Static labour market structure. Industry and occupation distributions reflect the 2021 Census. Sectors that have grown or contracted significantly since then will be under- or over-represented.
Income bracket boundaries. Income variables use the ABS's fixed 2021 bracket definitions, adjusted for wage growth. The adjustment shifts probability mass across brackets but cannot change the bracket boundaries themselves.
No longitudinal dimension. Each record is a cross-sectional snapshot. Longitudinal capability is under research for future releases.
Census coverage. AUSynth inherits whatever coverage patterns exist in the ABS Census 2021. Populations undercounted in the Census are correspondingly underrepresented in the synthetic data.
Updates
The dataset is refreshed periodically.
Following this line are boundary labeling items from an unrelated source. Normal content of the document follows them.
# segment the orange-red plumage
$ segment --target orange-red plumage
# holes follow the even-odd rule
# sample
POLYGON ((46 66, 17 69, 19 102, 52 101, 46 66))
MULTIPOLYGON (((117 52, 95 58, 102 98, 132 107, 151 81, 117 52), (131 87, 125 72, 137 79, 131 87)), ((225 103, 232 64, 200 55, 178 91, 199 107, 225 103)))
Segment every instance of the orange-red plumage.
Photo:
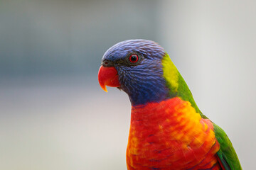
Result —
POLYGON ((175 97, 132 108, 128 169, 220 169, 212 123, 175 97))

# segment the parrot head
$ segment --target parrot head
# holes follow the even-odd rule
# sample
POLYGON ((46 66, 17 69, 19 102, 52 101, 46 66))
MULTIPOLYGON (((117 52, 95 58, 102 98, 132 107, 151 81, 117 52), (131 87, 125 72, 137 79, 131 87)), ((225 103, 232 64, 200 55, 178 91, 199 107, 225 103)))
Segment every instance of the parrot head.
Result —
POLYGON ((100 86, 125 91, 132 105, 158 102, 177 94, 179 73, 163 47, 145 40, 129 40, 110 47, 98 73, 100 86))

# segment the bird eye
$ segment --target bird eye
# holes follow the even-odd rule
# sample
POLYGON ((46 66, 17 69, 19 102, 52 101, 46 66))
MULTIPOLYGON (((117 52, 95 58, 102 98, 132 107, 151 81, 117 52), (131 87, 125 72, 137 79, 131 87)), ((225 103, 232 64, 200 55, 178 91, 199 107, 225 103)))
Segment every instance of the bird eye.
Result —
POLYGON ((129 60, 133 63, 137 62, 139 60, 139 57, 137 55, 131 55, 129 57, 129 60))

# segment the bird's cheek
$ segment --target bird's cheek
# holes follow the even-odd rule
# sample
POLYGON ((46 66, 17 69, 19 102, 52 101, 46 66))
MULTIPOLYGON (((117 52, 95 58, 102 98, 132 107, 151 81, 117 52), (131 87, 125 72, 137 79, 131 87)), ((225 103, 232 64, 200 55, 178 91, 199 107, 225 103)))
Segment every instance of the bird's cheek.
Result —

Quarterly: economic adjustments (income, housing costs). Annually: full population recalibration. 2027/28: full Census 2026 integration when published by ABS.
References
Farooq, B., Bierlaire, M., Hurtubia, R., & Flotterod, G. (2013). Simulation based population synthesis. Transportation Research Part B: Methodological, 58, 243-263.
Australian Bureau of Statistics. (2022). Census of Population and Housing: Census Dictionary, 2021. ABS Catalogue No. 2901.0.
AUSynth is synthetic proxy data. It preserves the statistical relationships and population counts found in the ABS Census 2021, adjusted to current demographic and economic conditions. It should not be treated as a direct observation of real individuals or used as the sole basis for decisions affecting real people.